Finance Minister Bruno Le Maire tells French Parliament €7bn support package would require ailing airline to set goal of becoming world's most environmentally-friendly carrier
The French government looks poised to set a high bar for countries considering attaching 'green strings' to airline bailout packages, announcing that support for Air France is contingent on it agreeing to ambitious new emissions goals.
The government announced late last week that it would offer a €7bn package of state loans and bank loans guaranteed by the state to the ailing airline.
The proposed deal formed part of a €10bn package from the French and Dutch governments to the Air France KLM group.
Announcing the support last week, France finance minister Bruno Le Maire said the package was "not a blank cheque" and stressed that enhanced sustainability policies would be linked to the €7bn.
Yesterday, Le Maire provided the lower house of parliament's economics committee with more details on the environmental conditions attached to the loans, confirming the airline would be required to map out a new path to profitability and set itself the goal of becoming the most environmentally friendly carrier in the world.
Specifically, he said the airline would have to halve carbon emissions per passenger and per kilometre against 2005 levels by 2030.
Overall emissions from domestic flights would also have to be halved by 2024, which would effectively require a significant reduction in the number of short haul flights operated by the company.
Moreover, the airline would have to set a target to source two per cent of its aviation fuel from sustainable sources by 2025.
"Lastly, investments will have to be directed in the coming years to renewing the fleet of long and medium-range planes to more effectively fight emissions," Le Maire said, in comments reported by Reuters.
The proposed environmental conditions provide a benchmark, as governments across Europe and the world consider how to support airlines that have been forced to the brink of collapse by national lockdowns in response to the coronavirus crisis.
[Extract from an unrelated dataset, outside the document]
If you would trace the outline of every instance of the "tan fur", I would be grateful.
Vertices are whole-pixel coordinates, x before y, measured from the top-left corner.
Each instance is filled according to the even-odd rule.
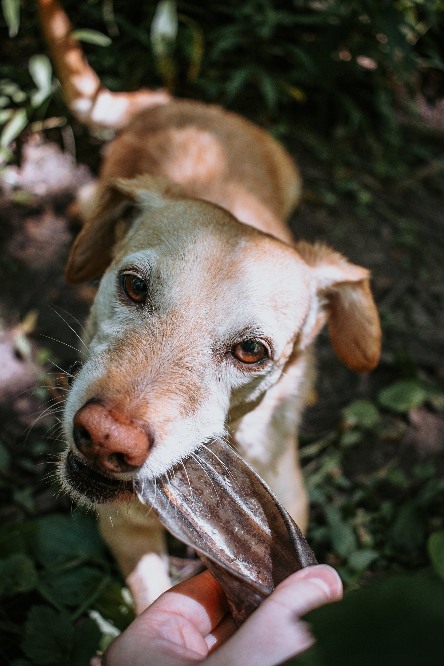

Ministers taking part in this week's Petersberg Dialogue climate conference repeatedly stressed that economic recovery plans should seek to advance climate action.
Meanwhile, a letter last week from a number of MEPs on the European Parliament's transport committee argued state aid approval should only be granted to support packages that ensure airlines present credible emissions reduction plans, commit to pay tax on fuel, and curb short haul flights where trains offer a viable alternative.
"If taxpayers are to bail out airlines, there must be a quid pro quo - this industry must help secure our future in the face of an unfolding climate emergency," the letter stated.
However, there is also some resistance, both within the industry and some governments, to attaching complex conditions to bailout packages given increasingly stark warnings that some major airlines could collapse within months, putting thousands of jobs at risk.
The news comes as Greenpeace's Unearthed investigations team reported on documents obtained through Freedom of Information requests that revealed Easyjet had lobbied against green taxes on aviation ahead of its receiving a £600m loan from the British government that came without climate-related conditions.